Internet platforms given 16 point list of recommendations to improve under 18s online safety

  • img Adriana Furlotti
  • POSTED ON 15 Apr 2019
  • Maybe Ok


Today, the 15 April 2019, the Information Commissioner’s Office (ICO) introduced standards expected of “those responsible for designing, developing or providing online services likely to be accessed by children”. This includes apps, connected toys, online games, educational websites, streaming services and social media platforms.

The code sets out 16 points of Age Appropriate Design standards, some of which are the following:

  • High privacy settings by default, for example geo-location services being turned off
  • Children’s personal data to not be used in ways that are counter to industry standards such as the CAP code (Committee for Advertising Practice)
  • A child friendly default position until the user can prove their age through a ‘robust age verification mechanism’
  • No use of ‘nudge techniques’ (design features used to make users go down a preferred path of decision making. For example, making a ‘Yes’ option more attractive in graphics than a ‘No’ option) which encourage children to make poor privacy decisions

In order to reach these standards, the office has suggested to companies that they should put an accountability programme into place.

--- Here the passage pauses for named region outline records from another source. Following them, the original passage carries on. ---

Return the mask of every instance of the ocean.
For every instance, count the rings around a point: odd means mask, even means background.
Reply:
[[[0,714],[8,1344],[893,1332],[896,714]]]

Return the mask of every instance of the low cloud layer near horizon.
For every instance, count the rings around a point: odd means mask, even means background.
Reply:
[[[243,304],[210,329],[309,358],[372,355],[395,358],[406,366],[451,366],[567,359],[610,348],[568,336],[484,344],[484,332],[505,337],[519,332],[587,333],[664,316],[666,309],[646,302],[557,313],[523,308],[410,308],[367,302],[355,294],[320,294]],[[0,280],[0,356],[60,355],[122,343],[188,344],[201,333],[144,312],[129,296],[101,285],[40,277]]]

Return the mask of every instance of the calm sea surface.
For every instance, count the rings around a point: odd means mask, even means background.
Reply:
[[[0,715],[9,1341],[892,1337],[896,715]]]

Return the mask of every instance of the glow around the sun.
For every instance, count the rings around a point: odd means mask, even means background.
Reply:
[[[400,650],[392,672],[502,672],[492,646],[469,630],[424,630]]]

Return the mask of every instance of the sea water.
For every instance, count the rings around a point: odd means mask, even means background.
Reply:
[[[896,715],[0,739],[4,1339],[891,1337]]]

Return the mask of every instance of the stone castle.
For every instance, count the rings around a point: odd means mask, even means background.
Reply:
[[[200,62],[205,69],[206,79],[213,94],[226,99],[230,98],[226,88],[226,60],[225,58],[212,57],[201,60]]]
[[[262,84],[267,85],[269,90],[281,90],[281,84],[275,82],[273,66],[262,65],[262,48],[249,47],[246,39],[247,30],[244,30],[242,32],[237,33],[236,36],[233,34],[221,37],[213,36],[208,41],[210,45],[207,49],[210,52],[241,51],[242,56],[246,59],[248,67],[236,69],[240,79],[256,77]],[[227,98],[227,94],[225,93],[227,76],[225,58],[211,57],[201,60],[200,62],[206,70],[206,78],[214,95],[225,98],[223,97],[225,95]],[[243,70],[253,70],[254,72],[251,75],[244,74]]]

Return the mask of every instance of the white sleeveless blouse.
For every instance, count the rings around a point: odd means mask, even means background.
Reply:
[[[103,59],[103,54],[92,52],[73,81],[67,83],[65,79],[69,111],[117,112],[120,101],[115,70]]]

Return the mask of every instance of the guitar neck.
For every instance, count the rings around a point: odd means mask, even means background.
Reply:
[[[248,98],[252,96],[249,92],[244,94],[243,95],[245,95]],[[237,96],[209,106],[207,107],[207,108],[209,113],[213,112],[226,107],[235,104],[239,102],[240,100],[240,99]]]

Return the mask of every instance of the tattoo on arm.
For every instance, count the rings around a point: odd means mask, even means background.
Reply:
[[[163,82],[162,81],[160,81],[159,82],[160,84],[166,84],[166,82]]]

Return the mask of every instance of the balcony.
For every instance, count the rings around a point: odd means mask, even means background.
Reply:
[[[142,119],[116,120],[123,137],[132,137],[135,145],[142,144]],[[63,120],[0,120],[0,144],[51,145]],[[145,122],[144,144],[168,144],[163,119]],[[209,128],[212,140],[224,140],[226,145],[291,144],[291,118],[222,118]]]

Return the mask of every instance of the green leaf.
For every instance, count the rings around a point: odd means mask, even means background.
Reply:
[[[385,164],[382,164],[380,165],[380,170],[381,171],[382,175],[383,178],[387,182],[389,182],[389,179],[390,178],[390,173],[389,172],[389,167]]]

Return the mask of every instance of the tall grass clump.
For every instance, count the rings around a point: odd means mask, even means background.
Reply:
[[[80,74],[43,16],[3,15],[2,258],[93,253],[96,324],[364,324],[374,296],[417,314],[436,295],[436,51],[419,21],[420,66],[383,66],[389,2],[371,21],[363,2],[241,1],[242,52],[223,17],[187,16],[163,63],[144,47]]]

The ICO can enforce assessment notices, warnings, reprimands, enforcement notices and penalty notices (administrative fines) to any who do not comply. Only in cases of serious breach of the standards will the ICO have the power to issue fines of up to £17 million, or 4% of the company’s annual worldwide turnover. For Facebook this means $1.6 billion of their revenue (based on their annual revenue statistics from 2017)

Elizabeth Denham, the information commissioner said the following: “This is the connected generation. The internet and all its wonders are hardwired into their everyday lives. We shouldn’t have to prevent our children from being able to use it, but we must demand that they are protected when they do. This code does that.”

Andy Burrows from the NSPCC said: “We know that one in four children have been contacted by someone that they don't know on apps sites and games”

He claimed that social networks “continually failed to prioritise child safety in their design”, resulting in “tragic consequences”.

“That’s why it is vital this code requires children to be given the highest privacy settings by default and forces firms to act in the best interest of children,”

5Rights Foundation responded to the ICO, claiming that their Age Appropriate Design Code is “a fair and equitable data protection regime that respects the rights and privileges of childhood will restore trust in a sector that has not adequately responded to the needs and rights of children”.

The code is being consulted until 31 May, when a final version is to be laid out to Parliament and is expected to come into effect before the end of the year.